Paramore does their best when they’re doing Paramore. This statement is ironic because—on their fourth full-length release—it would seem they needed to shed almost half their weight to make the album they were meant to make. And if you include the recent evidence in the band’s war of words—mainly the first-hand account of Justin and Zac Farro’s departure—you may be inclined to believe Paramore is, quite literally, just vocalist Hayley Williams and doesn’t need a band at all.
Williams (and bandmates guitarist Taylor York and bassist Jeremy Davis) announced the departure of the Farros on their website with the distinct implication that the brothers’ hearts weren’t into it. If you flip the coin, the Farros were standing there saying the band was just a puppet for Williams’ master plan—she is, after all, the only one in the band signed to a major label.
It’s sad the Farro brothers left, but it almost always happens when the weight of a band (even just in perception) is carried by a sole individual—just ask Beyoncé or Justin Timberlake. And if Paramore and the remaining band can write an album like this self-titled one, it may be more of an implication that in order for the band to grow, Williams had to take over anyway. The attrition may have been necessary, sad or not, we all benefited in the fallout.
According to the powers that be, Paramore’s first single “Now” is a song that’s a little more reminiscent of the conventional Paramore sound. “There’s a time and a place to die,” Williams sings, “but this ain’t it.” On the heels of the band’s real life drama, it becomes more than just a lyric; it flirts with being an anthem. Messy guitars and screams echo in the backdrop. It feels a lot like Paramore grown up, like when you see your cousin for the first time after five years and he’s drinking a beer. Follow that jam up with the hook, “Some of us have to grow up sometimes” from the song “Grow Up,” and Williams might as well be on her own crusade of emotional release.
But who knows?

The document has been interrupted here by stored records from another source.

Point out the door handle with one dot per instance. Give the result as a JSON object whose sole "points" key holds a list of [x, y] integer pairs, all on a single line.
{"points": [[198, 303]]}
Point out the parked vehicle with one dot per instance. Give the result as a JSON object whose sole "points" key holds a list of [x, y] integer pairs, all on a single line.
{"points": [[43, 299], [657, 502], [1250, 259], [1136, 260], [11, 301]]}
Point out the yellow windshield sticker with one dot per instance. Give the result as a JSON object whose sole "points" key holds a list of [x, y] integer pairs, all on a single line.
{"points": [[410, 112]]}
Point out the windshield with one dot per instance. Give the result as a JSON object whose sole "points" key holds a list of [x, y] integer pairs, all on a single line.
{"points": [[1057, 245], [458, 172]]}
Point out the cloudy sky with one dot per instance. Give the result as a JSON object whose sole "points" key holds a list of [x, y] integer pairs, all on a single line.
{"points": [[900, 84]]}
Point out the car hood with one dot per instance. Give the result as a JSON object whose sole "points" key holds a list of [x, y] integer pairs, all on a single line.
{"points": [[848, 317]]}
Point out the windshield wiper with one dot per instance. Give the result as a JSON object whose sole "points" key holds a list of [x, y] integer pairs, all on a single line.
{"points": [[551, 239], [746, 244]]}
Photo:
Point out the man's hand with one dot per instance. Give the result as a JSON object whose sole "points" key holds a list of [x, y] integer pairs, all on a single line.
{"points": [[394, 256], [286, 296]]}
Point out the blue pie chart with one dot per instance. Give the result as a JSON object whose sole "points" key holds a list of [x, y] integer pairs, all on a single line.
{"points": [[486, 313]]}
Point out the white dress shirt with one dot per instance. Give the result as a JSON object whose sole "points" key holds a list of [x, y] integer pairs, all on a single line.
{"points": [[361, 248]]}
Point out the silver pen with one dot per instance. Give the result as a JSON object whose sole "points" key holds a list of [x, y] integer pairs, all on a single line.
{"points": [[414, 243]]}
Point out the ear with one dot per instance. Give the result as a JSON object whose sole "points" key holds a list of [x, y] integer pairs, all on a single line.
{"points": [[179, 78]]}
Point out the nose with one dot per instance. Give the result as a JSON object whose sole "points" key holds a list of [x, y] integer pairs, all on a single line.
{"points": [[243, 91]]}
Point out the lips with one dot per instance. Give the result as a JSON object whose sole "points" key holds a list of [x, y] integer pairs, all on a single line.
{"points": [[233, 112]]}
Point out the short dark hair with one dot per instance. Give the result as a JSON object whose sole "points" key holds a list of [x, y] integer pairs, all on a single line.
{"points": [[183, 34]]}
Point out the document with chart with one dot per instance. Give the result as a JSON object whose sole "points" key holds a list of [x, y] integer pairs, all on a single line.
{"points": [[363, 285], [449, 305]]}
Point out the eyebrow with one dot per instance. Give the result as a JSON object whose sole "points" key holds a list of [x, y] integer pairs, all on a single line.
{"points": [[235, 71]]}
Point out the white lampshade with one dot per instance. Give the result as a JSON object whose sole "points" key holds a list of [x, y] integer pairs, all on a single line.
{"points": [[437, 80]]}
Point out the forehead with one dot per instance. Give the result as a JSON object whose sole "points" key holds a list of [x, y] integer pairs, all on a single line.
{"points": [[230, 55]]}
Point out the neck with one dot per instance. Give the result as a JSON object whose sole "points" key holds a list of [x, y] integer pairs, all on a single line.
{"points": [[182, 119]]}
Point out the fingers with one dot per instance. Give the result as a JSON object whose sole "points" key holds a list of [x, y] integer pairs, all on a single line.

Williams is a lover, and the lyrics could be about anything, right? Heck, their second single, “Still Into You,” is a pop-modern-love song and, as the title implies, is a heavy dose of never-leave-your-side, the opposite of crawling back from death.
The best song on the album, “Ain’t It Fun,” is almost a perfect pop song, peppered with sing-a-longs; a gospel effort on the bridge and closing; upbeat, staccato guitar riffs; and snarky lyricism. Truly a complete song.
If Williams grows up anymore—whether it be solo or with anyone else—let’s hope there’s more of this to come. Growing up may be hard to do, but thankfully Paramore’s older now.